Documentation
¶
Overview ¶
Package htmltotext converts HTML content to plain text with proper formatting.
Overview ¶
This package provides HTML-to-plain-text conversion that:
- Decodes all HTML entities to their Unicode equivalents
- Converts hyperlinks to footnote-style references (Lynx/Pandoc convention)
- Strips all HTML tags while preserving meaningful whitespace
- Preserves block-level structure (paragraphs, headings, lists)
Link Formatting ¶
Links are converted to footnote-style references following the Lynx/Pandoc convention. Each unique URL gets a sequential reference number:
Input: <a href="https://go.dev">Go</a> is great. See <a href="https://go.dev/doc">docs</a>.

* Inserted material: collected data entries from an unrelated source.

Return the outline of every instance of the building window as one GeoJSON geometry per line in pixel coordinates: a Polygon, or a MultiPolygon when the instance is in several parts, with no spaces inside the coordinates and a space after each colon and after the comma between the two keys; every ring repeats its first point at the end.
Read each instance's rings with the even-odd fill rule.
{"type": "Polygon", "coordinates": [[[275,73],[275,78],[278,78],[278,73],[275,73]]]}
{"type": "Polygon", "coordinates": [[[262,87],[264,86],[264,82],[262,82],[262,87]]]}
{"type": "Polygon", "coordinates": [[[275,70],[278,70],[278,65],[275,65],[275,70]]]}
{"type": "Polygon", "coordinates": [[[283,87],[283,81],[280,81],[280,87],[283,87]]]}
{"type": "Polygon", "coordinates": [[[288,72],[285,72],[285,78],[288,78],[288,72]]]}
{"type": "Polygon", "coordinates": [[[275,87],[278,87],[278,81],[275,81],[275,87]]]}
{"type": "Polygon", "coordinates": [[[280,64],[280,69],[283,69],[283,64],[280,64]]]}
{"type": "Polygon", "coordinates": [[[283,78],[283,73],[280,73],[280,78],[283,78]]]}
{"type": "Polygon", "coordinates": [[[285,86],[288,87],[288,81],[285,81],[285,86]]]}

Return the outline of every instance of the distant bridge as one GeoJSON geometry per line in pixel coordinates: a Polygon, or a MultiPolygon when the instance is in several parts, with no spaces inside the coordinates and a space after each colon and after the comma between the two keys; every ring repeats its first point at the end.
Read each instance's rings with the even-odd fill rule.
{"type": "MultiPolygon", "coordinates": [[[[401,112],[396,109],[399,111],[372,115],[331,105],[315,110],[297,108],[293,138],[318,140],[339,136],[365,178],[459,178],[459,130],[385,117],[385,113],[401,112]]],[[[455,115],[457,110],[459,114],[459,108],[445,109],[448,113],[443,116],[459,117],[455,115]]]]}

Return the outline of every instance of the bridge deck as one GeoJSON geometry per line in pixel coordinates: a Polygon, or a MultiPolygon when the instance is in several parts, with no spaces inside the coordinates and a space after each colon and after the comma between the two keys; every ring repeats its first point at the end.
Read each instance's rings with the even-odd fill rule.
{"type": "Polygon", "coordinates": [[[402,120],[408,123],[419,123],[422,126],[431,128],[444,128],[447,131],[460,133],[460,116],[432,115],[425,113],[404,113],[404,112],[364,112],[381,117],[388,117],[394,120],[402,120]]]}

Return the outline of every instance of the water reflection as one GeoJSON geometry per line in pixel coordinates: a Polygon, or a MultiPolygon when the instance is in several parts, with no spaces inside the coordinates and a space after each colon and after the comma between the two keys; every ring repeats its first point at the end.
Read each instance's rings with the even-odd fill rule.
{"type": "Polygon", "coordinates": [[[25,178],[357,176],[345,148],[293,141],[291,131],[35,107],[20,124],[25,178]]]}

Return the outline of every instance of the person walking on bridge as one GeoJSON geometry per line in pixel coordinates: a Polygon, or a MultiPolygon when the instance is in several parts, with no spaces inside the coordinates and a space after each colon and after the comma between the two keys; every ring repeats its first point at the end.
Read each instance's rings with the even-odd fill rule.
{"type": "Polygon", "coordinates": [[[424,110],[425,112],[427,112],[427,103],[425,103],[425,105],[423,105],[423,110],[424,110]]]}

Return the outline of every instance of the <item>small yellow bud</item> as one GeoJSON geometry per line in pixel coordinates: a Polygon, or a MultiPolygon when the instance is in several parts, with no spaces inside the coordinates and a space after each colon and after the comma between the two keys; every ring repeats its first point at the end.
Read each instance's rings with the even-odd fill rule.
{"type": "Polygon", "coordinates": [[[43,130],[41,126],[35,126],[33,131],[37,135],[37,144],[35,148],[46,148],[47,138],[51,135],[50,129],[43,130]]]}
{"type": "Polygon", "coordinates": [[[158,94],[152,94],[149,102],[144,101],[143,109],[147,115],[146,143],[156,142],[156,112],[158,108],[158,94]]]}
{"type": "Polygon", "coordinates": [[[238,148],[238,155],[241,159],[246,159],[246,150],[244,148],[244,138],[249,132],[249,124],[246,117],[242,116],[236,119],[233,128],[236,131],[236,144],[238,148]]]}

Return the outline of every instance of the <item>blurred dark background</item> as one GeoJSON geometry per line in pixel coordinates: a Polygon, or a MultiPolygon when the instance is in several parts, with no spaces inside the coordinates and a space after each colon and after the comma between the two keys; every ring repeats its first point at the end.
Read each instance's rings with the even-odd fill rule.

Output: Go [1] is great. See docs [2].
References:
[1]: https://go.dev
[2]: https://go.dev/doc
When the link text matches the URL (bare links), no footnote is added:
Input: Visit <a href="https://go.dev">https://go.dev</a> Output: Visit https://go.dev
Duplicate URLs reuse the same reference number.
Usage ¶
text := htmltotext.Convert("<p>Hello & <a href=\"https://go.dev\">Go</a></p>")
// Returns: "Hello & Go [1]\n\nReferences:\n[1]: https://go.dev"
Index ¶
Constants ¶
This section is empty.
Variables ¶
This section is empty.
Functions ¶
func Convert ¶
Convert transforms HTML content into plain text with footnote-style link references. It decodes HTML entities, strips tags while preserving block structure, and appends a references section for any hyperlinks found.
Links where the visible text matches the URL are rendered inline without a footnote reference. Duplicate URLs share the same reference number.
Types ¶
This section is empty.